Create a Separate Board for Private Company GAAP

IMGCAP(1)]The Blue Ribbon Panel on Private Company Financial Reporting has recognized that there are many issues in the way private companies and small businesses use GAAP. They don’t use it because it usually is not relevant for their financial statements.

The panel recommended the establishment of a new, standard setting board, with the oversight of the Financial Accounting Foundation, for private companies that would not be subject to approval by the Financial Standards Accounting Board. They would prepare a set of modified rules that would follow GAAP and would be part of FASB’s codification.

Is that the way to go?

The private company sector is a major part of the U.S. economy, with more than 28 million businesses, and deserves a true means of achieving relevant and cost-effective financial reporting standards.

The Financial Accounting Foundation’s proposal does not contain the establishment of a board empowered to set differences in U.S. GAAP standards where appropriate for privately held companies.

It gives authority to the Financial Accounting Standards Board (whose focus is, and should be, on the public company sector and on international convergence) over the setting of differential standards for private companies. FASB has been proven incapable of delivering meaningful improvement to private company financial reporting for many years.

To add to the difficulty, the Financial Accounting Foundation’s proposal would create a new body that would not be constituted until mid-2012, at the earliest, with members meeting at most six times per year, and with a process involving subsequent Financial Accounting Standards Board review and approval.

One could anticipate that identifying and executing needed differences in U.S. GAAP standards for private companies, would not likely occur, if at all, until 2014. 

Throughout this entire process, the Blue Ribbon Panel has never sought the input from the National Conference of CPA Practitioners, an organization only of CPAs who are primarily dealing with private companies and small businesses. As a result, the process seems to be a warmed over version of GAAP.

If the Financial Accounting Foundation’s proposal is not modified to include an independent Board under the Financial Accounting Foundation, NCCPAP should consider other options, including the creation of a committee or board as a separate entity, but with input and involvement by NCCPAP, to develop private company GAAP or a comprehensive private company-specific basis of accounting that would deliver meaningful, lasting improvement to private company financial reporting consistent with the Blue Ribbon Panel recommendations.

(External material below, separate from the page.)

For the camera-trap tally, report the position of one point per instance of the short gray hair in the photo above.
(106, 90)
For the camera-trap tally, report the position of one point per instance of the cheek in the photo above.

NCCPAP has supported and continues to support the establishment of a private company standard-setting board under the Financial Accounting Foundation, inasmuch as a board comprising individuals working in, serving, or using the financial statements of private companies can best set the differences to U.S. GAAP for private companies.

The Financial Accounting Foundation’s proposal does not encompass such a standard-setting board, but instead would create a new body that in essence is a continuation of the current Private Company Financial Reporting Committee with no power to set standards and only inconsequential modifications and a new name, which is not adequate to deliver meaningful change to private company financial reporting in a timely manner.

NCCPAP supports the recommendations of the Blue Ribbon Panel to provide relevant financial reporting standards to the private company sector, but with input and involvement by NCCPAP, to develop private company GAAP or a comprehensive private company-specific basis of accounting that would deliver meaningful, lasting improvement to private company financial reporting.

Edwin J. Kliegman, CPA, is the founding partner of Marcum & Kliegman, CPAs (now Marcum LLP), founder of the Nassau/Suffolk Chapter of the National Conference of CPA Practitioners and past president of NCCPAP. He has been an active member of the New York State Society of CPAs and has chaired numerous committees. He is a consultant for small practice units that seek guidance.